{Article originally posted to AmbITion Extranet by Hannah Rudman}
Virtual collaboration tools, and their strength to make a difference to politics, economics and projects by enhancing knowledge transfer and innovation, are in the news.
Collaborative politics
Yesterday, The Observer reported Barack Obama’s internet strategy as being key to his winning of the election: I reported his own social network about 18 months ago, and since then, his campaign has used 3.1m “netroots” – people hooked into Obama’s facebook, MySpace, Twitter and YouTube channels, who effectively pump his messages back out to their own networks and discuss them. Obama has given politics back to the people and invited them into a discussion directly with him: the media sit outside that relationship as they can’t control it.
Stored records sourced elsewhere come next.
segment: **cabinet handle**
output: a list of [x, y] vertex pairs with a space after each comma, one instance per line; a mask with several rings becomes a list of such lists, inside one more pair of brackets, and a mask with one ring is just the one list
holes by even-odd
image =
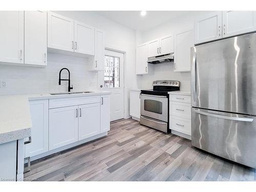
[[184, 125], [183, 125], [183, 124], [178, 124], [178, 123], [176, 123], [176, 124], [177, 125], [179, 125], [179, 126], [184, 126]]
[[30, 143], [31, 142], [31, 136], [29, 137], [29, 140], [24, 142], [24, 144], [26, 145], [27, 144]]

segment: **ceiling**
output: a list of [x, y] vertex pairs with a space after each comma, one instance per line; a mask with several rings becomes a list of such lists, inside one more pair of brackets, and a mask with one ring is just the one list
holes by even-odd
[[145, 31], [172, 19], [187, 16], [193, 11], [148, 11], [143, 17], [139, 11], [100, 11], [99, 14], [135, 30]]

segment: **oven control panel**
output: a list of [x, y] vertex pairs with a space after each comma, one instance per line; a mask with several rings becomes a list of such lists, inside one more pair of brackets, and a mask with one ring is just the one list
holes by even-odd
[[158, 80], [153, 81], [152, 86], [180, 87], [180, 82], [179, 81]]

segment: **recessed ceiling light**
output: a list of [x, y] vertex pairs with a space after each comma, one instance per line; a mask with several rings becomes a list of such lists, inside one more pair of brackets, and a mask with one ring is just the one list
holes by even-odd
[[146, 11], [141, 11], [140, 12], [140, 15], [144, 16], [146, 15]]

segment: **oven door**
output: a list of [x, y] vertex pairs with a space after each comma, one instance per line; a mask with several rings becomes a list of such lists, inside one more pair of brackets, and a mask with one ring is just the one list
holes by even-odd
[[167, 122], [167, 97], [142, 94], [140, 97], [140, 115]]

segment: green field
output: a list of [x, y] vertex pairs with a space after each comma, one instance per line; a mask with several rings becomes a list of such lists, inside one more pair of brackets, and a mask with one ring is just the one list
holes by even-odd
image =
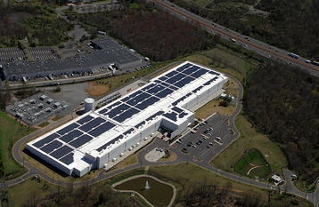
[[0, 112], [1, 161], [3, 171], [7, 179], [14, 179], [27, 171], [27, 169], [14, 160], [12, 149], [14, 143], [20, 138], [36, 131], [35, 128], [28, 129], [9, 117], [5, 113]]
[[267, 176], [271, 169], [263, 155], [256, 149], [251, 149], [241, 157], [234, 166], [235, 171], [241, 175], [254, 178]]
[[264, 155], [271, 169], [275, 173], [283, 175], [282, 169], [287, 168], [288, 163], [281, 148], [266, 136], [256, 131], [242, 114], [236, 116], [235, 125], [241, 132], [240, 138], [220, 153], [211, 164], [230, 173], [235, 173], [233, 171], [233, 166], [238, 158], [241, 157], [247, 149], [257, 148]]

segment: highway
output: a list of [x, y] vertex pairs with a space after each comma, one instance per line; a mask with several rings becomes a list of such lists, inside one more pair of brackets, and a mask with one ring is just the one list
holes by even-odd
[[[237, 41], [236, 44], [241, 45], [243, 48], [256, 51], [258, 54], [274, 60], [281, 61], [282, 64], [287, 64], [288, 62], [288, 64], [291, 67], [299, 67], [312, 76], [319, 76], [319, 67], [306, 63], [305, 58], [291, 58], [290, 56], [288, 56], [288, 53], [290, 53], [289, 52], [274, 48], [260, 41], [242, 36], [241, 34], [193, 14], [170, 2], [161, 0], [152, 0], [152, 2], [155, 5], [160, 6], [163, 10], [168, 11], [171, 14], [176, 15], [182, 20], [192, 21], [193, 23], [200, 23], [203, 28], [206, 28], [209, 32], [213, 31], [216, 35], [219, 34], [223, 39], [227, 41], [231, 41], [232, 38], [235, 39]], [[247, 47], [245, 47], [245, 44]]]

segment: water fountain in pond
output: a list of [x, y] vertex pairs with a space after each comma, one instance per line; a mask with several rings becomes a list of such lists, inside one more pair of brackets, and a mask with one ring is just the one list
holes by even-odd
[[150, 189], [150, 184], [149, 184], [149, 181], [147, 180], [146, 184], [145, 184], [145, 190], [148, 190], [148, 189]]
Promising a big investment in the US’s broadband infrastructure, and a YouTube broadcast each week, lets hope we’ve finally got a President who will practice 21st century politics.
Collaborative economics
Which brings me onto 21st century economics – Google’s quarterly profits have risen 26% over a period of economic meltdown. The Guardian’s Jeff Jarvis reflects on this today saying:
“Google’s first advantage is being digital. Who wants to be in the business of stuff any more – building cars, printing newspapers, selling CDs, growing food? Owning and controlling stuff was the basis of most business. And the reflexive response to a collapse in finance and equities used to be to return to the real: buy property. No more. Now the best retreat is to the value of knowledge”..
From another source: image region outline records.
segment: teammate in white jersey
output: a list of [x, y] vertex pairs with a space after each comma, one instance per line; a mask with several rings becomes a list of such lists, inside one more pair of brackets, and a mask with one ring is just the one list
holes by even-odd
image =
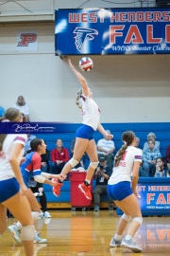
[[[20, 122], [23, 118], [19, 110], [9, 108], [5, 112], [5, 119]], [[26, 196], [27, 188], [19, 167], [19, 158], [24, 154], [26, 139], [26, 135], [0, 134], [0, 235], [6, 229], [8, 208], [23, 225], [22, 240], [26, 255], [33, 256], [33, 219]]]
[[[121, 246], [128, 247], [134, 252], [140, 252], [143, 248], [134, 243], [132, 238], [143, 223], [136, 190], [139, 168], [142, 162], [142, 151], [135, 147], [136, 137], [132, 131], [124, 132], [122, 140], [125, 144], [115, 155], [113, 172], [108, 181], [108, 195], [122, 210], [124, 214], [110, 246], [113, 247]], [[128, 233], [122, 239], [122, 234], [130, 221]]]
[[[68, 163], [66, 163], [60, 174], [66, 175], [72, 168], [80, 161], [84, 153], [87, 152], [91, 163], [87, 170], [86, 179], [84, 183], [79, 184], [78, 188], [84, 193], [86, 198], [92, 200], [90, 184], [94, 172], [98, 166], [96, 145], [93, 138], [93, 135], [96, 130], [98, 130], [108, 139], [111, 139], [113, 136], [108, 134], [100, 123], [100, 110], [93, 100], [93, 91], [89, 88], [85, 78], [75, 68], [71, 60], [69, 60], [69, 65], [81, 84], [81, 89], [77, 92], [76, 103], [79, 105], [78, 100], [81, 100], [82, 105], [80, 108], [82, 110], [83, 125], [79, 127], [76, 133], [76, 143], [73, 157], [68, 161]], [[59, 181], [58, 186], [53, 189], [53, 192], [57, 196], [60, 193], [61, 186], [62, 182]]]

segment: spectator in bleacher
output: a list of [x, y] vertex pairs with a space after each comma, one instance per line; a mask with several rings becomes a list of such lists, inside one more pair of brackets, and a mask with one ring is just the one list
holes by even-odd
[[156, 173], [155, 177], [169, 177], [169, 169], [163, 157], [156, 159]]
[[154, 177], [156, 171], [156, 159], [162, 157], [160, 150], [155, 149], [155, 140], [148, 140], [148, 148], [143, 151], [143, 169], [145, 176]]
[[34, 135], [30, 135], [30, 134], [27, 135], [27, 140], [26, 140], [26, 145], [25, 145], [25, 155], [30, 150], [30, 142], [35, 137], [36, 137], [36, 136], [34, 136]]
[[50, 164], [49, 164], [50, 151], [46, 148], [45, 154], [42, 154], [41, 157], [42, 157], [42, 167], [41, 167], [42, 172], [50, 173]]
[[51, 151], [51, 172], [54, 174], [60, 174], [70, 157], [69, 152], [63, 147], [63, 143], [60, 138], [57, 139], [56, 146], [57, 148]]
[[0, 106], [0, 121], [2, 121], [3, 119], [4, 113], [5, 113], [5, 109], [2, 106]]
[[160, 150], [160, 141], [156, 140], [156, 135], [154, 133], [149, 133], [147, 135], [147, 141], [144, 144], [143, 151], [148, 149], [148, 140], [150, 140], [150, 139], [155, 140], [154, 149]]
[[[108, 134], [110, 135], [110, 130], [106, 130]], [[104, 138], [101, 138], [97, 142], [97, 154], [98, 157], [105, 155], [107, 158], [107, 164], [110, 168], [112, 168], [113, 164], [113, 152], [115, 150], [114, 142], [110, 139], [108, 139], [106, 137]]]
[[23, 115], [23, 121], [29, 121], [29, 106], [26, 102], [23, 96], [19, 96], [16, 103], [13, 105], [14, 108], [20, 110]]
[[[105, 155], [101, 155], [99, 158], [99, 166], [95, 170], [94, 179], [96, 179], [95, 188], [93, 191], [94, 211], [99, 211], [100, 210], [100, 197], [107, 192], [108, 180], [111, 175], [112, 170], [107, 165], [107, 158]], [[113, 210], [112, 200], [109, 198], [109, 210]]]

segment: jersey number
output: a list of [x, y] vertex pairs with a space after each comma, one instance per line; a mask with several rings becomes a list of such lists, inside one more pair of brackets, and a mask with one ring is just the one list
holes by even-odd
[[121, 157], [121, 160], [122, 160], [122, 161], [125, 160], [125, 157], [126, 157], [126, 155], [127, 155], [127, 153], [128, 153], [128, 151], [126, 151], [126, 152], [124, 153], [124, 155], [122, 155], [122, 157]]

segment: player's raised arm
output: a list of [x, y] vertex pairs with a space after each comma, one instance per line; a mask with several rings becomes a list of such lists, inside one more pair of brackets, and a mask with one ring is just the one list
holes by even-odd
[[87, 84], [85, 78], [75, 68], [75, 66], [72, 64], [72, 62], [70, 59], [68, 60], [68, 63], [69, 63], [70, 68], [72, 69], [72, 71], [74, 72], [74, 74], [76, 75], [76, 77], [77, 78], [77, 80], [79, 81], [79, 82], [81, 84], [83, 94], [85, 96], [88, 96], [89, 95], [89, 87], [88, 87], [88, 84]]

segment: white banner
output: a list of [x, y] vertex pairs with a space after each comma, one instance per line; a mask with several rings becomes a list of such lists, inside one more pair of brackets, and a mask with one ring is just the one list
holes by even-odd
[[36, 32], [18, 32], [17, 51], [38, 51], [38, 34]]

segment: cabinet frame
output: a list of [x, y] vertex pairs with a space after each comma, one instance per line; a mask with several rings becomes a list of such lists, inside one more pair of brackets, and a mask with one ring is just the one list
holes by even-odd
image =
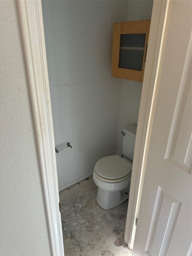
[[[145, 65], [145, 57], [148, 43], [151, 20], [116, 22], [113, 24], [111, 76], [142, 82]], [[121, 34], [146, 34], [141, 71], [119, 67]]]

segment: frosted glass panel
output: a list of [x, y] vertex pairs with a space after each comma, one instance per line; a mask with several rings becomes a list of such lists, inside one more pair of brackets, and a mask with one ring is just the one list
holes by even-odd
[[121, 35], [119, 67], [142, 70], [145, 34]]

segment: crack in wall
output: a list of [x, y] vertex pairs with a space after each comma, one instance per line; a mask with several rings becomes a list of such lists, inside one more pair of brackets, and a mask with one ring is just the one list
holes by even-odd
[[81, 84], [87, 84], [89, 83], [94, 83], [96, 82], [100, 82], [101, 81], [105, 81], [108, 80], [113, 80], [114, 79], [118, 79], [117, 78], [108, 78], [107, 79], [102, 79], [100, 80], [93, 80], [91, 81], [86, 81], [85, 82], [81, 82], [79, 83], [76, 83], [75, 84], [56, 84], [54, 85], [50, 85], [50, 87], [52, 86], [63, 86], [64, 87], [71, 87], [72, 86], [75, 86], [77, 85]]

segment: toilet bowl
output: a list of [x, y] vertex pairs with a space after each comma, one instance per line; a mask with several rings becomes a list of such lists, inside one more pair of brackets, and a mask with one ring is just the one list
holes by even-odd
[[115, 207], [129, 198], [137, 126], [125, 126], [122, 150], [124, 157], [117, 155], [99, 159], [95, 166], [93, 180], [98, 187], [96, 201], [105, 210]]
[[96, 163], [93, 180], [98, 187], [96, 201], [105, 210], [117, 206], [129, 196], [132, 164], [117, 155], [105, 157]]

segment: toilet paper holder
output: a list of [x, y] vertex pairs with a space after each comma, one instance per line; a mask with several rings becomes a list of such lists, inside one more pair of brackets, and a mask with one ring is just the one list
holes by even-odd
[[[64, 145], [66, 143], [63, 143], [62, 144], [60, 144], [59, 145], [55, 146], [55, 152], [56, 153], [58, 153], [59, 152], [61, 152], [61, 151], [65, 150], [66, 149], [68, 149], [70, 148], [72, 148], [72, 147], [69, 144], [69, 142], [67, 142], [67, 147], [65, 147]], [[56, 147], [57, 148], [57, 149], [56, 148]]]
Google is based on creating an abundance of data about data, and a platform for countless businesses to be created using that information for niche markets. Similarly Facebook is based on sharing data – with friends and family, but also and more importantly, with a wider network of contacts you wouldn’t normally share so much with. Sharing more has led to more connections, more knowledge transfer and more innovation. Mark Zuckerberg, founder of Facebook and this weekend interviewed in The Observer Magazine says: “Facebook [is] not such an amazing technological feat – it’s just a group of tools and platforms – an evolution of communication”.
Collaborative Projects
Ed Mitchell and Clare Reddington of Watershed’s iShed have just launched a really interesting report called “Which Widget For What?” that explores – through measuring a real and virtual project – the different strengths and weaknesses of virtual and physical working as well as the effectiveness of digital web 2.0 widgets to support the knowledge sharing and innovation. The headlines are that physical meetings work best for encouraging people to share ideas and make connections; blogs work well to follow the development and ongoing analysis of a project (its a narrative form); and tools like MindMeister (online, editable, collaborative mindmapping) work well as virtual collaborative tools, pulling together the wisdom of the crowd after the physical event.
Collaboration and transparency – wikinomics – are clearly working as 21st C business tools for growth.